A Stack Clash
is a vulnerability in the memory management of several operating systems, including Linux. It can be exploited by attackers to corrupt memory of a privileged process in order to execute arbitrary code.
Bugs Gone Wild
Zero-Days are simply bugs gone wild. If a bug is not considered to to be a security issue, it may not be patched; leaving an attacker with a well documented security hole that is waiting to be exploited. This is exactly what happened in the recent CVE-2017-1000253, a high severity vulnerability.. This vulnerability was patched in April 2015 in the linux kernel, but was not backported to many long-term distributions because it was not considered a security threat. As a result, many enterprise distributions (such as Redhat and CentOS) were vulnerable for a long time (over two years!) to – somewhat paradoxically – a “known” Zero Day. RedHat applied the patch only on August 1st, and CentOS on September 13th.

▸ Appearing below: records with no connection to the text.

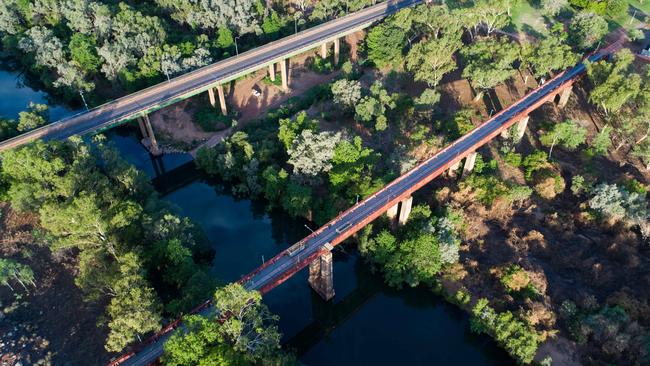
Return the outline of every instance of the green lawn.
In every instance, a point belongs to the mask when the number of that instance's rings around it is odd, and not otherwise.
[[[542,13],[528,1],[520,1],[517,6],[513,7],[511,16],[512,24],[506,28],[507,31],[533,33],[533,35],[535,35],[534,33],[545,34],[547,32]]]
[[[627,3],[632,7],[640,9],[646,14],[650,14],[649,0],[645,0],[643,2],[640,2],[639,0],[627,0]],[[632,15],[630,14],[623,14],[621,16],[611,18],[608,20],[610,23],[610,30],[614,30],[619,27],[623,27],[625,29],[639,28],[641,25],[643,25],[643,22],[639,21],[638,18],[641,18],[638,13],[635,18],[632,18]]]

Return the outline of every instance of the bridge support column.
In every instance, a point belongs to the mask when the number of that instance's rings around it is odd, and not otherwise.
[[[223,86],[221,84],[217,85],[217,93],[219,93],[219,105],[221,106],[221,113],[226,116],[228,115],[228,109],[226,108],[226,96],[223,93]]]
[[[327,252],[309,263],[309,285],[325,301],[334,297],[332,252]]]
[[[280,61],[280,76],[282,77],[282,90],[284,90],[284,91],[289,90],[289,81],[288,81],[288,74],[287,74],[287,61],[288,60]]]
[[[572,90],[573,90],[573,86],[569,86],[568,88],[562,91],[562,93],[560,94],[560,101],[557,102],[558,108],[564,108],[564,106],[566,106],[566,103],[569,101],[569,97],[571,96]]]
[[[413,197],[409,197],[401,202],[401,207],[399,210],[399,220],[397,221],[400,225],[406,224],[411,214],[411,206],[413,205]]]
[[[269,65],[269,79],[275,81],[275,63]]]
[[[208,89],[208,97],[210,98],[210,105],[212,108],[215,108],[217,106],[217,100],[214,97],[214,89],[210,88]]]
[[[158,141],[156,141],[156,135],[153,133],[149,116],[145,114],[140,117],[138,123],[140,124],[140,132],[142,132],[142,136],[149,140],[151,154],[154,156],[160,155],[160,148],[158,148]]]
[[[517,122],[517,136],[516,136],[517,141],[521,141],[521,139],[524,137],[529,120],[530,120],[530,116],[526,116],[522,118],[519,122]]]
[[[320,57],[327,58],[327,42],[320,45]]]
[[[341,51],[341,41],[339,38],[334,40],[334,66],[339,64],[339,53]]]
[[[463,177],[474,170],[474,163],[476,163],[476,151],[467,155],[467,158],[465,158],[465,165],[463,166]]]

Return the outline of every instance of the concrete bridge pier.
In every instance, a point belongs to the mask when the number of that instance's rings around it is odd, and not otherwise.
[[[526,127],[528,126],[528,121],[530,120],[530,116],[526,116],[519,120],[517,122],[517,140],[516,141],[521,141],[521,139],[524,137],[524,134],[526,133]]]
[[[567,87],[560,93],[560,100],[557,102],[557,107],[558,108],[564,108],[566,106],[567,102],[569,101],[569,97],[571,96],[571,91],[573,90],[573,85]]]
[[[156,141],[156,135],[153,133],[153,128],[151,127],[151,122],[149,121],[149,115],[143,115],[138,118],[138,125],[140,126],[140,132],[144,139],[149,140],[149,151],[152,155],[158,156],[161,154],[160,148],[158,147],[158,141]]]
[[[275,63],[269,65],[269,79],[275,81]]]
[[[208,89],[208,98],[210,98],[210,105],[212,106],[212,108],[216,108],[217,107],[217,99],[214,97],[214,89],[213,88]]]
[[[280,61],[280,76],[282,77],[282,90],[288,91],[289,90],[289,75],[287,73],[287,62],[289,60],[282,60]]]
[[[467,155],[465,158],[465,165],[463,165],[463,177],[467,176],[474,170],[474,164],[476,163],[476,151]]]
[[[341,52],[341,40],[337,38],[334,40],[334,66],[339,64],[340,52]]]
[[[327,42],[320,45],[320,57],[327,58]]]
[[[309,263],[309,285],[325,301],[334,297],[334,271],[331,246],[325,254]]]
[[[397,223],[400,224],[400,226],[405,225],[409,219],[409,215],[411,214],[411,206],[413,205],[413,196],[409,196],[409,198],[405,199],[401,203],[402,204],[399,210],[399,218],[397,220]]]
[[[226,107],[226,95],[223,93],[223,85],[217,85],[217,93],[219,94],[219,105],[221,106],[221,114],[228,115],[228,108]]]
[[[388,216],[392,223],[394,223],[397,218],[397,223],[399,225],[404,225],[411,214],[412,205],[413,197],[409,196],[408,198],[396,203],[395,206],[389,208],[388,211],[386,211],[386,216]]]

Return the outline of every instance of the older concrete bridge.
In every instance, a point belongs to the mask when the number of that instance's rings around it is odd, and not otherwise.
[[[282,88],[289,90],[289,61],[294,55],[313,48],[320,48],[322,57],[328,56],[328,46],[333,44],[334,61],[338,62],[340,38],[421,0],[389,0],[353,14],[301,31],[264,46],[230,57],[226,60],[194,70],[139,92],[127,95],[83,113],[54,122],[47,126],[0,142],[0,152],[31,141],[43,139],[66,139],[112,128],[133,119],[139,119],[140,130],[148,141],[150,151],[159,153],[158,144],[149,122],[148,113],[177,103],[193,95],[208,92],[210,103],[216,107],[217,100],[223,114],[227,113],[223,84],[256,70],[269,69],[269,77],[276,78],[276,66],[280,69]],[[215,94],[216,91],[216,94]]]

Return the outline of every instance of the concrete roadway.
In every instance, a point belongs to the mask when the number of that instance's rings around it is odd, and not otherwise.
[[[170,82],[160,83],[87,112],[0,142],[0,152],[37,139],[65,139],[73,135],[83,135],[110,128],[143,113],[154,111],[203,92],[217,83],[233,80],[272,62],[314,48],[324,41],[332,41],[420,2],[422,0],[390,0],[379,3],[298,34],[240,53],[239,56],[194,70],[176,77]]]

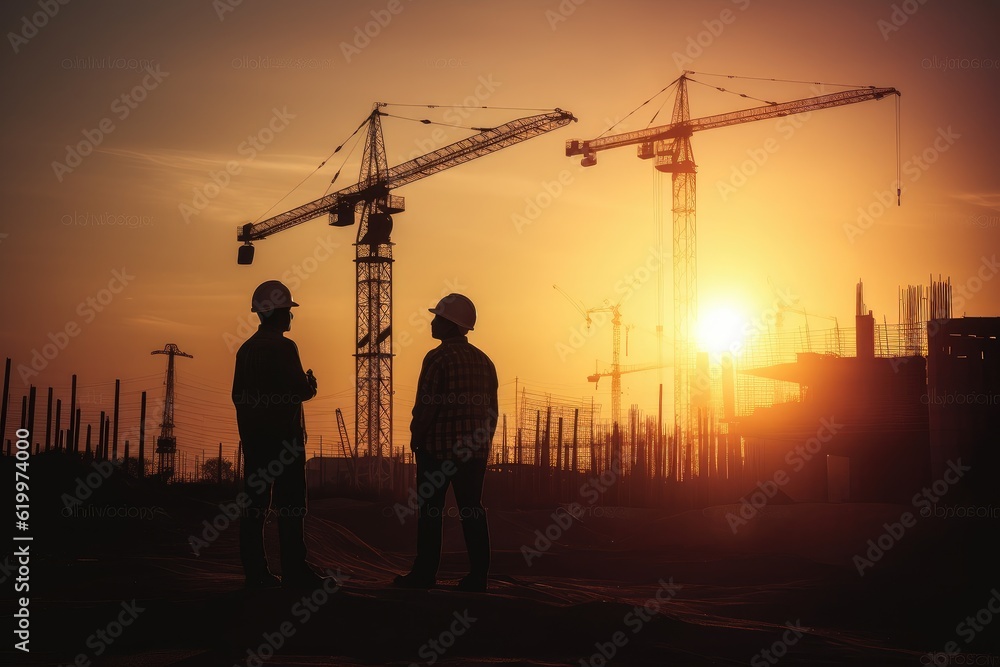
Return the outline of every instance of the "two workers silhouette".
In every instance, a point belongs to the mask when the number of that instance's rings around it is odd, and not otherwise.
[[[317,588],[330,581],[306,562],[302,403],[316,395],[317,383],[311,370],[303,370],[295,343],[284,336],[296,306],[280,281],[258,286],[251,311],[258,314],[260,326],[236,353],[232,398],[249,497],[240,521],[240,557],[248,588]],[[410,424],[410,450],[422,489],[417,555],[411,571],[396,577],[393,585],[426,589],[436,584],[444,504],[453,485],[470,563],[459,588],[485,591],[490,540],[482,492],[498,418],[496,369],[468,341],[476,323],[471,300],[449,294],[429,310],[434,313],[431,336],[440,344],[424,358]],[[278,515],[280,580],[269,571],[264,553],[268,509]]]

Discovering and patching bugs is obviously not enough. If a bug is not labeled a security issue, it may not get patched – leaving kernels, operating systems or applications vulnerable. Attackers, instead of finding out Zero Days on their own, can track these bugs in the kernel or popular distributions to find a known Zero Day and exploit it.
A Quick Recap
Stack Clash, is an attack which allows an attacker to control the execution flow of another process. When the other process has higher privileges, the attack can be used to perform privilege escalation: the privileged process can be manipulated to execute arbitrary code.

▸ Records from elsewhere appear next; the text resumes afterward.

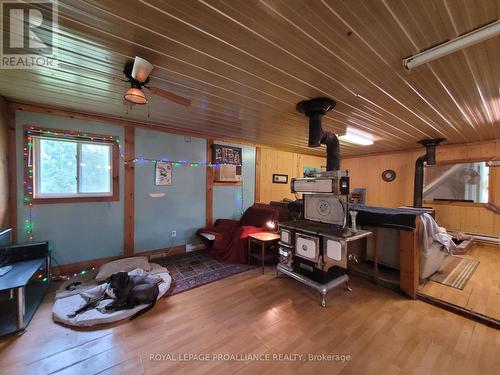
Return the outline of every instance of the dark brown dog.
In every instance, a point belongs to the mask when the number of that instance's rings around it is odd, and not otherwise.
[[[126,272],[118,272],[106,279],[113,290],[115,299],[106,306],[106,310],[132,309],[137,305],[149,304],[149,306],[138,311],[130,319],[153,308],[160,290],[158,282],[146,276],[129,276]]]

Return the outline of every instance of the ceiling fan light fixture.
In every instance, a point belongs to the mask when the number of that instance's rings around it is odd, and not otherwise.
[[[132,78],[141,83],[146,82],[152,70],[153,65],[149,61],[136,56],[132,67]]]
[[[141,89],[136,87],[129,88],[124,98],[127,102],[134,104],[146,104],[148,102],[146,95],[144,95]]]

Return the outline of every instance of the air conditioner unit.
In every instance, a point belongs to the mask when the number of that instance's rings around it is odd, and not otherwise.
[[[241,165],[223,164],[215,168],[215,181],[239,182],[241,180]]]

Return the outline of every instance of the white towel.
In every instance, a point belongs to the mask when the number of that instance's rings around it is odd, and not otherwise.
[[[446,250],[451,254],[457,247],[452,240],[452,236],[446,233],[446,229],[440,228],[434,218],[424,213],[421,215],[423,230],[422,230],[422,245],[423,251],[428,251],[434,241],[442,244]]]

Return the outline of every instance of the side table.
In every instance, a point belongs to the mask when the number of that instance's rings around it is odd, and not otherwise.
[[[266,263],[266,248],[269,248],[271,245],[276,245],[280,239],[280,235],[278,233],[272,232],[260,232],[250,234],[248,236],[248,263],[252,257],[260,259],[262,262],[262,274],[264,274],[264,266]],[[253,253],[252,254],[252,243],[256,243],[260,245],[261,253]]]

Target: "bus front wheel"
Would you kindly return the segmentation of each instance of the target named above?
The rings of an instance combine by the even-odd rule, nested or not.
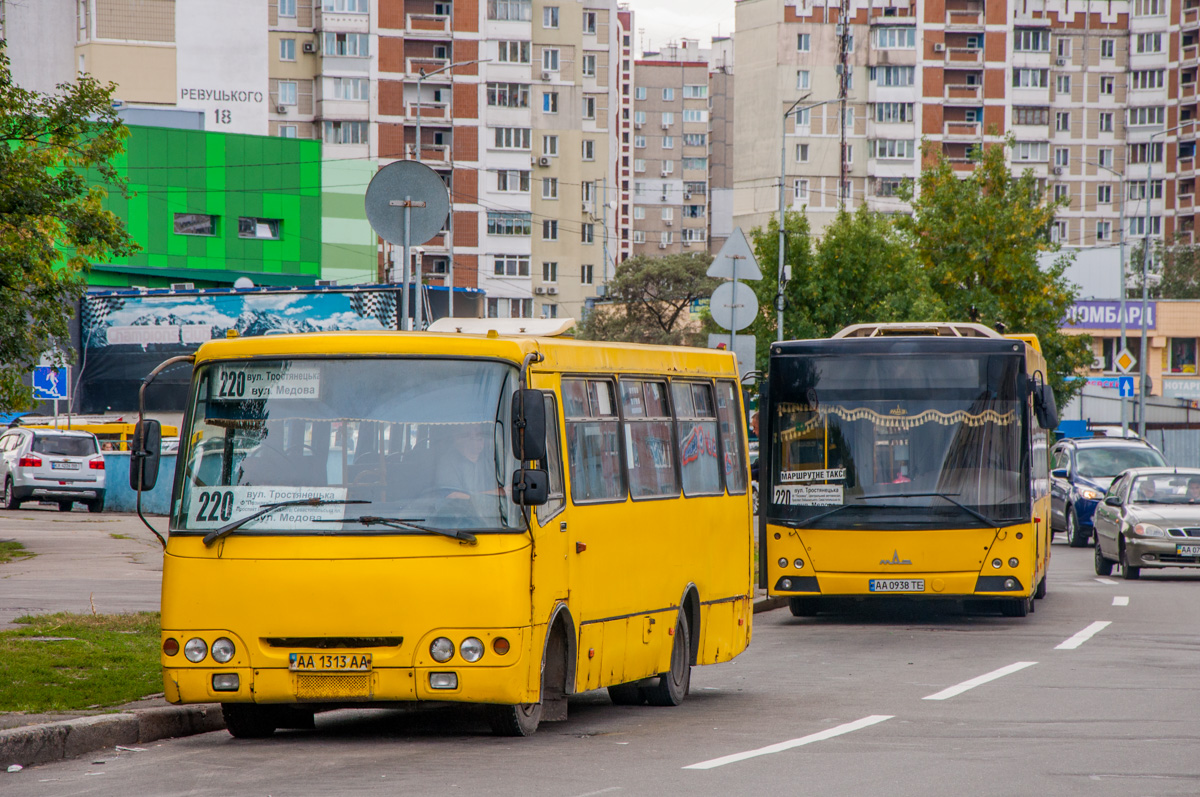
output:
[[[675,620],[675,642],[671,646],[671,669],[659,673],[657,686],[642,687],[646,702],[652,706],[678,706],[687,697],[692,682],[692,642],[687,621]]]
[[[1005,617],[1024,617],[1029,614],[1033,598],[1012,598],[1000,604],[1000,614]]]
[[[265,739],[275,733],[276,715],[267,706],[253,703],[222,703],[225,729],[236,739]]]
[[[541,722],[541,703],[488,707],[488,724],[497,736],[532,736]]]
[[[792,617],[816,617],[821,602],[817,598],[788,598],[788,610]]]

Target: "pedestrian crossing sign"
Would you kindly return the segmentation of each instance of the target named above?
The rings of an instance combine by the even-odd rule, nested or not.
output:
[[[1133,355],[1129,353],[1129,349],[1121,349],[1116,359],[1117,370],[1123,374],[1127,374],[1136,362],[1137,360],[1133,359]]]

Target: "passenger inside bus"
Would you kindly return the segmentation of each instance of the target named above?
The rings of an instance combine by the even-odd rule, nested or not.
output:
[[[462,502],[456,509],[470,507],[469,514],[479,518],[495,514],[496,496],[503,494],[496,480],[491,432],[487,423],[457,425],[435,470],[434,484],[447,499]]]

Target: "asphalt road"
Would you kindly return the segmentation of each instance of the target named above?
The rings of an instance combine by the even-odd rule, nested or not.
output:
[[[471,708],[334,712],[268,740],[221,731],[0,773],[0,793],[1195,795],[1197,582],[1097,579],[1090,550],[1056,544],[1027,618],[759,614],[750,649],[694,670],[678,708],[590,692],[529,739],[490,736]]]

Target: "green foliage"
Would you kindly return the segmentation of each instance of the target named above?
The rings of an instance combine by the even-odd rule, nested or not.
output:
[[[689,324],[688,307],[707,299],[720,280],[705,275],[706,253],[647,257],[617,266],[608,283],[610,304],[596,307],[575,330],[581,340],[703,346],[698,324]]]
[[[966,175],[940,150],[927,148],[919,191],[905,185],[900,194],[912,215],[897,225],[912,242],[947,320],[965,321],[977,313],[988,326],[1002,323],[1009,333],[1038,336],[1047,381],[1061,405],[1082,388],[1066,377],[1091,362],[1091,339],[1059,331],[1075,301],[1063,277],[1070,258],[1059,257],[1043,269],[1038,255],[1058,248],[1048,231],[1063,203],[1041,195],[1031,170],[1012,177],[1005,159],[1012,144],[1010,138],[1004,146],[986,147]]]
[[[1200,247],[1187,241],[1164,244],[1156,241],[1151,248],[1149,290],[1151,299],[1200,299]],[[1145,239],[1130,253],[1127,298],[1142,297],[1142,257]]]
[[[35,556],[34,552],[25,550],[25,546],[16,540],[0,540],[0,565],[30,556]]]
[[[110,164],[128,136],[114,89],[86,75],[55,94],[22,89],[0,43],[0,410],[30,407],[22,377],[69,349],[90,263],[138,249],[90,179],[123,190]]]
[[[0,631],[0,711],[77,711],[162,691],[157,612],[18,617]]]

Stack Clash is not a new attack. It was first discussed in 2005 in Large Memory Management Vulnerabilities, and in 2010 in Exploiting Large Memory Management Vulnerabilities in Xorg Server Running on Linux. These two articles demonstrated how Stack Clash can be used to perform privilege escalation in userspace. There are also examples (a, b, c) of stack clashes in the kernel. These attacks are relatively old, and were discussed before linux added a security mechanism called a guard-page, to protect against such endeavors.
Until recently, these attacks were perceived to be more hypothetical than practical. A few months ago (June 2017), Qualys released an advisory which included over a dozen CVEs along with proof-of-concept code. They demonstrated how this attack can be used to get root from an unprivileged (yet authenticated) user on multiple operating systems and architectures. Several vulnerabilities in the kernel, along with other common binaries such as sudo and glibc, were patched as a result. The newer advisory (released in September) introduced CVE-2017-1000253: another kernel vulnerability and a similar exploit, for a patched kernel (with a larger page-guard of ~1MB).

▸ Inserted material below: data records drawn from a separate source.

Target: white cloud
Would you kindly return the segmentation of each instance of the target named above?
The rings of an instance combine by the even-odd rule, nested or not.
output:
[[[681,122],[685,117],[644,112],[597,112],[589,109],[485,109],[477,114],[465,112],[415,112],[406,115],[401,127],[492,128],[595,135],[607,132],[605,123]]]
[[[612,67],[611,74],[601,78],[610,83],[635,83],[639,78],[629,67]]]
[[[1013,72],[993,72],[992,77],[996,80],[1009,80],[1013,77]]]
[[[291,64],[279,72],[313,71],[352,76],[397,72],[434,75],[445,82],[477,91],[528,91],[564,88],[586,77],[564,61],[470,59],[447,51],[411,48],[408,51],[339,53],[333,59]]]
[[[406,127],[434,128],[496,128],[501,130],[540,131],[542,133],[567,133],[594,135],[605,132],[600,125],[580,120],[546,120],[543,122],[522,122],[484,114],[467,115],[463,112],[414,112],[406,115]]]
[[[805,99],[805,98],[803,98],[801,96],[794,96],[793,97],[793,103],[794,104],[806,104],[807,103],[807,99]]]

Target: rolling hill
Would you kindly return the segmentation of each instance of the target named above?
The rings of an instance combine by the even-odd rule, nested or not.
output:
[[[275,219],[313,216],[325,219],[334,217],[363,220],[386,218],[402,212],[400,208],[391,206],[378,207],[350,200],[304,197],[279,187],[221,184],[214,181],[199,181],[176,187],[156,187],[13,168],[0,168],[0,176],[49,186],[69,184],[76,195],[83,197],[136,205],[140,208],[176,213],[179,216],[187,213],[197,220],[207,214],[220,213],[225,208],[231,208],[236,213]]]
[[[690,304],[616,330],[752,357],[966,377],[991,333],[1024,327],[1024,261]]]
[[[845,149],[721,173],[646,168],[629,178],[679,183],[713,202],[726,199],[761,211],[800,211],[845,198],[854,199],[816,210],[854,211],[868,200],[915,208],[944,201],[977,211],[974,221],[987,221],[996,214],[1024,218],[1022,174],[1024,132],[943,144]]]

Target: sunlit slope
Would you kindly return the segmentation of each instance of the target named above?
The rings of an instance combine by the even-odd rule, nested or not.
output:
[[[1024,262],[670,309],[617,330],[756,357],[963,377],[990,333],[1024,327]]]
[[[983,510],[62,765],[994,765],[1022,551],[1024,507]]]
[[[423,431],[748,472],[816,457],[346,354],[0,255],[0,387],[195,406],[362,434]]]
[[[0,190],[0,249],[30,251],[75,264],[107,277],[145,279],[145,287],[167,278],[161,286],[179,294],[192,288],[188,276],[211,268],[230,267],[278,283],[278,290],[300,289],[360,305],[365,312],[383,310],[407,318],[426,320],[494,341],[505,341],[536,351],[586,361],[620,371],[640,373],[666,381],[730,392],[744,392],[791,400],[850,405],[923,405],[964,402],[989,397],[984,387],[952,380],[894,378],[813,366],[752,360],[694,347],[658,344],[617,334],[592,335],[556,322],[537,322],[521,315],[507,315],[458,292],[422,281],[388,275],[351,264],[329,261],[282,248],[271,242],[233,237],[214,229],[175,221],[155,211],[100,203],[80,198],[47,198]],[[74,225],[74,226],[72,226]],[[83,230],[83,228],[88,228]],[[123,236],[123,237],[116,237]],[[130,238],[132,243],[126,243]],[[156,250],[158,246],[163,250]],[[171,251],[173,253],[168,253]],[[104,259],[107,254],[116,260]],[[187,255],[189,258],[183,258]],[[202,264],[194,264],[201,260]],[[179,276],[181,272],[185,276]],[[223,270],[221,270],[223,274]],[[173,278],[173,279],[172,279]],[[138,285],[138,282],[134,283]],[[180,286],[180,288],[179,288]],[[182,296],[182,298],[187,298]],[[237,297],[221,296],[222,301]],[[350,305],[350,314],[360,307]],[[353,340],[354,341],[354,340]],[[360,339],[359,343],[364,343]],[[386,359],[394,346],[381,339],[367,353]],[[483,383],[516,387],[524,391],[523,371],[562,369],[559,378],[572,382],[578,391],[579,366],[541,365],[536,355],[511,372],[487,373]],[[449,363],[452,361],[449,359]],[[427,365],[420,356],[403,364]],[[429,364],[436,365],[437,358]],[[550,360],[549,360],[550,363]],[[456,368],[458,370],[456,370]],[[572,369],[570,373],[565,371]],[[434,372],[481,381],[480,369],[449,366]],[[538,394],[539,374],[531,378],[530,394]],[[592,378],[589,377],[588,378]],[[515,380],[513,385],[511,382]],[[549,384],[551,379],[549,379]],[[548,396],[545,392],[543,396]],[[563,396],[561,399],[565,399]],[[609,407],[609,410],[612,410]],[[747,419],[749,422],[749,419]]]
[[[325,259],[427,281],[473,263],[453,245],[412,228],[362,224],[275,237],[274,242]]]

These vulnerabilities rely heavily on how the kernel maps the memory of a process. This mechanism is probabilistic, meaning that an exploit may require thousands of tries before it succeeds. This translates into exploits that take several hours to succeed.
While it had not been demonstrated that this attack could be exploited remotely, it wouldn’t be wise to dismiss the possibility. After all, until recently it has been believed that this attack is not really a “real world” issue, which caused the bug from CVE-2017-1000253 not to be labeled as a security issue.
So wot is aw this Rabbit and Pork I ‘ear abaht clashin’?
There are numerous examples of exploiting a stack clash, each consists of grueling minute details. These may get exhausting, rendering the reader unable to see the forest for the trees. In this post, I try to keep things as “human readable” as possible, without missing the overall picture.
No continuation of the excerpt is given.